With the firing of the sunset gun the evening of their last earthly day, the post-captain visited the condemned men, and spoke with each in turn; they numbered five. All through the dark hours of that night heavily armed sentries stood in the narrow passageway before nail-studded doors, while each hour, as the ship's bell struck, the Commandant of Marine peered within each lighted apartment where rested five plainly outlined forms. With the first gray of the dawn the unfortunate prisoners were mustered upon deck, but they numbered only four. And four only, white faced, yet firm of step and clear of eye, stood an hour later with backs to the rising sun and hearts to the levelled rifles, and when the single volley had echoed and reechoed across the wide river, the white smoke slowly lifting and blown away above the trees, only four lifeless bodies lay closely pressed against the red-brick wall—the fifth condemned man was not there: Chevalier Charles de Noyan had escaped his fate. Like a spirit had he vanished during those mysterious hours between midnight and dawn, leaving no trace of his going save a newly severed rope which hung dangling from a foreyard.

But had he escaped?

That morning—as we learn from private letters sent home by officers of the Spanish fleet—there came to the puzzled O'Reilly a report that in the dense blackness of that starless night a single boat sought to slip silently past beneath the deep shadows of the upper battery. Unhalting in response to a hail of the sentry, a volley was hastily fired toward its uncertain outline, and, in the flare of the guns, the officer of the guard noted the black figure of a man leap high into air, and disappear beneath the dark surface of the river. So it was the Captain-General wrote also the name "Charles de Noyan" with those of the other four, endorsing it with the same terse military record, "Shot at sunrise."

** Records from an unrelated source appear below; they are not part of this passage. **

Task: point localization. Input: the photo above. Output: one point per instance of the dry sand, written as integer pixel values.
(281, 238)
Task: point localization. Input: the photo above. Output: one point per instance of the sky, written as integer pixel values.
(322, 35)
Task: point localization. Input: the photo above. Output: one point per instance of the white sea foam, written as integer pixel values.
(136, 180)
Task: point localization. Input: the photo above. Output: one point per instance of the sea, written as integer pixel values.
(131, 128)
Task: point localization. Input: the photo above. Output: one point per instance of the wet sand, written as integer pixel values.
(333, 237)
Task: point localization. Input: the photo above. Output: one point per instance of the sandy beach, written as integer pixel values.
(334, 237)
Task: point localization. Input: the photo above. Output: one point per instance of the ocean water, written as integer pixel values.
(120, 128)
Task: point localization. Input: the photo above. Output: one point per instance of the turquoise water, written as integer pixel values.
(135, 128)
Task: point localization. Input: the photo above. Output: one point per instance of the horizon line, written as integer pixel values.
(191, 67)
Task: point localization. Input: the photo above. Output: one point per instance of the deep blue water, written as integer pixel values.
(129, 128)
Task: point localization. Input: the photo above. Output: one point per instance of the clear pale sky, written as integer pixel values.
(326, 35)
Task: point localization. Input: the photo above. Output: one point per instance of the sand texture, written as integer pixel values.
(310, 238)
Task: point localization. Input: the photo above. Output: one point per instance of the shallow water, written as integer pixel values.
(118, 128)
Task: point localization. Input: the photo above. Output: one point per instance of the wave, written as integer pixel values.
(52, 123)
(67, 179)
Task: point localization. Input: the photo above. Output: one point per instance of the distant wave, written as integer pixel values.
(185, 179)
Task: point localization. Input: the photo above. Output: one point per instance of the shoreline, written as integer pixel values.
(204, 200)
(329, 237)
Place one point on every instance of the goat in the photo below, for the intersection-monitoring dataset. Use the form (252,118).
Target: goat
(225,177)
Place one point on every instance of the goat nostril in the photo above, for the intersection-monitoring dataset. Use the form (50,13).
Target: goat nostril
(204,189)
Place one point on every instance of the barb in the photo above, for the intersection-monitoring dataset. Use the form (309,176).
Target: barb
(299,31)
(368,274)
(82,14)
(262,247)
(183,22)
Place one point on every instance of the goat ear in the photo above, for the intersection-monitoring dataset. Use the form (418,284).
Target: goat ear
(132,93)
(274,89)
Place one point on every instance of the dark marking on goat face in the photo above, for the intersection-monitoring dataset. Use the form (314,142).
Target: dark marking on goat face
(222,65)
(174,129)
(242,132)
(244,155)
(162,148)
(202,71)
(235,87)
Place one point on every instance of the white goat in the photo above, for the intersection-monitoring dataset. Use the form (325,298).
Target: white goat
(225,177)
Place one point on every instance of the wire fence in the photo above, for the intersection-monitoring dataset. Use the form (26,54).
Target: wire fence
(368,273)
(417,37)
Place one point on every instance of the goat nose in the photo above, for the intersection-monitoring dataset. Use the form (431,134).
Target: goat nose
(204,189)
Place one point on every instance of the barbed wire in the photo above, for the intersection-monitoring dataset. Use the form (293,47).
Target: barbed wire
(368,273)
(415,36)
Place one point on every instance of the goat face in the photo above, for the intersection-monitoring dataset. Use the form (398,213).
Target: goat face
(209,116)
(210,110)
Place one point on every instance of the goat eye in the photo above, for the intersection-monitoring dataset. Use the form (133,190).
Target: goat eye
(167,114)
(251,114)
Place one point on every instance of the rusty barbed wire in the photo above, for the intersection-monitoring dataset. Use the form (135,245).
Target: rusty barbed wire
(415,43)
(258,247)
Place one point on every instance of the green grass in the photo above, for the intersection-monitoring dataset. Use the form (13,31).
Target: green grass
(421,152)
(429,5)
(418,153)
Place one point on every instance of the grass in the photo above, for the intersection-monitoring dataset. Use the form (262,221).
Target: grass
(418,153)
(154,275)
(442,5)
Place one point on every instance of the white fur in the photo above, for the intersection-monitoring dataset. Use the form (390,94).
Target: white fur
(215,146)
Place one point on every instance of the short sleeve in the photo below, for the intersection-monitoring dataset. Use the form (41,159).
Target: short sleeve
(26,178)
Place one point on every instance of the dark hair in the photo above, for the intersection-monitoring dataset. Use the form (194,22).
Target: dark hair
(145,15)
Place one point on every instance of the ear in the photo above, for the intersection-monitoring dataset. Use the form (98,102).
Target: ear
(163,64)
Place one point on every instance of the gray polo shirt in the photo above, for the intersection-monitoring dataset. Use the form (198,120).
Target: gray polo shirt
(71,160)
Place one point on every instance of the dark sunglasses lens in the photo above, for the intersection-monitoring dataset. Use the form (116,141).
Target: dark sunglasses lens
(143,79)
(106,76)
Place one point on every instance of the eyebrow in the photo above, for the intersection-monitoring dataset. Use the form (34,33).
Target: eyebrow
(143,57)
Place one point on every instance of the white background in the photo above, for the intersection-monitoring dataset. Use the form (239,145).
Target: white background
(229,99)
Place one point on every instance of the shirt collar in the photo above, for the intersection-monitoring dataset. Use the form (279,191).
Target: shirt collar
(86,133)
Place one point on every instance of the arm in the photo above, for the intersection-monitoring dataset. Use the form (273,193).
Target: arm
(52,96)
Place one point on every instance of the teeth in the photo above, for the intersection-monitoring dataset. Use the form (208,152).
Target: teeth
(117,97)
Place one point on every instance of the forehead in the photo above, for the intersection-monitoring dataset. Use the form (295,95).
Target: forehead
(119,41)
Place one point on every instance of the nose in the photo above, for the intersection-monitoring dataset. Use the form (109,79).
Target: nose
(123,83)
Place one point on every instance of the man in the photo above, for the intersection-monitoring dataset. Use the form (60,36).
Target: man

Nor since that fateful hour has the world known otherwise, for, although strange rumors floated down the great river to be whispered about from lip to lip, and New Orleans wondered many a long month whither had vanished the fair young wife, the daughter of Lafrénière, yet no authentic message found its way out of the vast northern wilderness. For nearly one hundred and fifty years history has accepted without question the testimony of the Spanish records. The man who alone could tell the strange story was in old age impelled to do so by a feeling of sacred duty to the dead; and his papers, disarranged, ill-written, already yellowed by years, have fallen to my keeping. I submit them without comment or change, save only as to the subdivision into chapters, with an occasional substitution for some old-time phrase of its more modern equivalent. He who calls himself "Geoffrey Benteen, Gentleman Adventurer," shall tell his own tale.